In order to make the technical problems, technical solutions and technical effects achieved by the present invention more clear, the embodiments of the present invention will be described in further detail with reference to the accompanying drawings, and obviously, the described embodiments are only some embodiments, not all embodiments of the present invention. Based on the embodiments in the present invention, all other embodiments obtained by those skilled in the art without creative efforts belong to the protection scope of the present invention.

In the description of the present invention, unless expressly stated or limited otherwise, the terms "connected," "connected," and "fixed" are to be construed broadly, e.g., as meaning permanently connected, detachably connected, or integral to one another; can be mechanically or electrically connected; either directly or indirectly through intervening media, either internally or in any other relationship. The specific meaning of the above terms in the present invention can be understood in specific cases to those skilled in the art.

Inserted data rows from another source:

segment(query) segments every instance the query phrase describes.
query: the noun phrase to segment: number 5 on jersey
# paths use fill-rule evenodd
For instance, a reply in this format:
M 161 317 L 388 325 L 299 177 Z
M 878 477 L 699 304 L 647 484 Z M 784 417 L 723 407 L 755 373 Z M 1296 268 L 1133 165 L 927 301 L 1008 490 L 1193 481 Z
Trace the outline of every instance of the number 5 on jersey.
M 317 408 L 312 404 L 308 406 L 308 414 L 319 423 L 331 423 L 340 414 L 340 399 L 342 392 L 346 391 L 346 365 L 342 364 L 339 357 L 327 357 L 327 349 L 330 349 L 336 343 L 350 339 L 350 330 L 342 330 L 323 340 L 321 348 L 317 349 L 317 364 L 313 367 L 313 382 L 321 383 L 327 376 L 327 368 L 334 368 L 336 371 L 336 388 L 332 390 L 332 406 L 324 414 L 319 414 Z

In the present disclosure, unless expressly stated or limited otherwise, the first feature "on" or "under" the second feature may comprise direct contact between the first and second features, or may comprise contact between the first and second features not directly. Also, the first feature being "on," "above" and "over" the second feature includes the first feature being directly on and obliquely above the second feature, or merely indicating that the first feature is at a higher level than the second feature. A first feature being "under," "below," and "beneath" a second feature includes the first feature being directly under and obliquely below the second feature, or simply meaning that the first feature is at a lesser elevation than the second feature.

The technical solution of the present invention is further explained by the following embodiments with reference to the accompanying drawings.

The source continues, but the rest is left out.